By Simon Miller
The Bank of England monetary policy committee (MPC) voted unanimously to keep its £275bn quantative easing (QE) plans unchanged and keep the bank rate at 0.5%.
With the £75bn bond purchase program designed to aid the economy in its final month and inflation showing a fall last month, a delay in further QE was expected by economists.
However, the risks of a sharp contraction of output or persistently high inflation still remained medium term risks.
In addition, other factors such as whether “euro-area governments would be able to continue to refinance their debts and tackle their economic imbalances successfully; how strongly UK output growth would recover in the second half of 2012; and how far and fast CPI inflation would continue to fall after the first quarter” added to the decision that a further change in policy was “not warranted”.
According to the minutes of its January meeting, some MPC members were concerned that the “risk of undershooting the [inflation] target meant that a further expansion of asset purchases was likely to be required”.
The minutes added: “Some of those members also noted a downside risk to inflation arising from the possibility that the reduction in the economy’s supply potential following the recession had been less, and hence spare capacity greater, than assumed in the Inflation Report.
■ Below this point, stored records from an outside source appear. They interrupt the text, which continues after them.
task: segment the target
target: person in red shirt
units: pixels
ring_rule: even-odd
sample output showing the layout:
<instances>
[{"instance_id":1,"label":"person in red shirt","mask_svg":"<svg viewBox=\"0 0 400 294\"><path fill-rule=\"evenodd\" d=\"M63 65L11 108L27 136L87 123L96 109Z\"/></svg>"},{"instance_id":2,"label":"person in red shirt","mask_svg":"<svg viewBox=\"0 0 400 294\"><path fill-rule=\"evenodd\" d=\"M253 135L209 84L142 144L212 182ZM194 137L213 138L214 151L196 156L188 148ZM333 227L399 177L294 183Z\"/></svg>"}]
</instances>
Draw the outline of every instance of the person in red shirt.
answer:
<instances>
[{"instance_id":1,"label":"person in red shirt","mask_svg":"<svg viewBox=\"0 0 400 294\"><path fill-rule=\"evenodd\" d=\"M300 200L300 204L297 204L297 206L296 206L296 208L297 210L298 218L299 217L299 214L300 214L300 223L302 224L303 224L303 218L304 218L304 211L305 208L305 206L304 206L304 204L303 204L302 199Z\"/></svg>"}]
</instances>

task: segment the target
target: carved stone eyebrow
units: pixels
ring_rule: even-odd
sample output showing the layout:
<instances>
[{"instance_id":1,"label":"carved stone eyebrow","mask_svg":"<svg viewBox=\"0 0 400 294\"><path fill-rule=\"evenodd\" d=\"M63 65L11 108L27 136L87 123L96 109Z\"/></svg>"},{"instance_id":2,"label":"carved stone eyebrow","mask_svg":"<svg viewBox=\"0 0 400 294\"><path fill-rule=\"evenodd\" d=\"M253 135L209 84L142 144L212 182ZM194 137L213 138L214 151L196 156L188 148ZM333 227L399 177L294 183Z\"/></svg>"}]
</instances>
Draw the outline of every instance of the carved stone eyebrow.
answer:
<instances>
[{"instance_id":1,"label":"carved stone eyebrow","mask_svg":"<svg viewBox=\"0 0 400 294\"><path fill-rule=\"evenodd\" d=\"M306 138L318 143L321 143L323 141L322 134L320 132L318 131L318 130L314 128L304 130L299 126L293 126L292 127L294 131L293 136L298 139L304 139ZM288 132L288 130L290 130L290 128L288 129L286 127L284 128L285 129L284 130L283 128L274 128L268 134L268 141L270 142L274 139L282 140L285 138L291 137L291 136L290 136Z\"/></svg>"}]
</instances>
But there was no compelling need to increase the scale of the programme of asset purchases before completing those already announced.”
This morning (25.01.2012), the Office for National Statistics revealed that UK GDP fell 0.2% in Q4 of 2011 – 0.1% more than expected while manufacturing output declined by 0.9%, its first fall since the tail-end of the last recession in 2009. The UK’s services sector flat-lined while construction shrank by 0.5%. As a whole, the economy grew by just 0.9pc in 2011.
Chancellor of the Exchequer George Osborne said Britain’s problems had been made worse by the eurozone crisis and added that Britain had substantial debts – the day after it was revealed that public debt now stood at just over £1trn.
He commented: “Britain had substantial debts and if we don't deal with those debts our economic problems will be substantially worse. And what we were reminded of this week is that the rest of the world is also facing real economic problems and countries that aren't dealing convincingly with their debt face worse economic prospects than we do.”
"So I think we've got the right plan, we've got to stick to it, but we've got to accept that Britain's economic problems, difficult as they are, built up as they have been over the past 10 years, have been made worse by the situation in the eurozone and by the crisis on our doorstep,” Osborne added.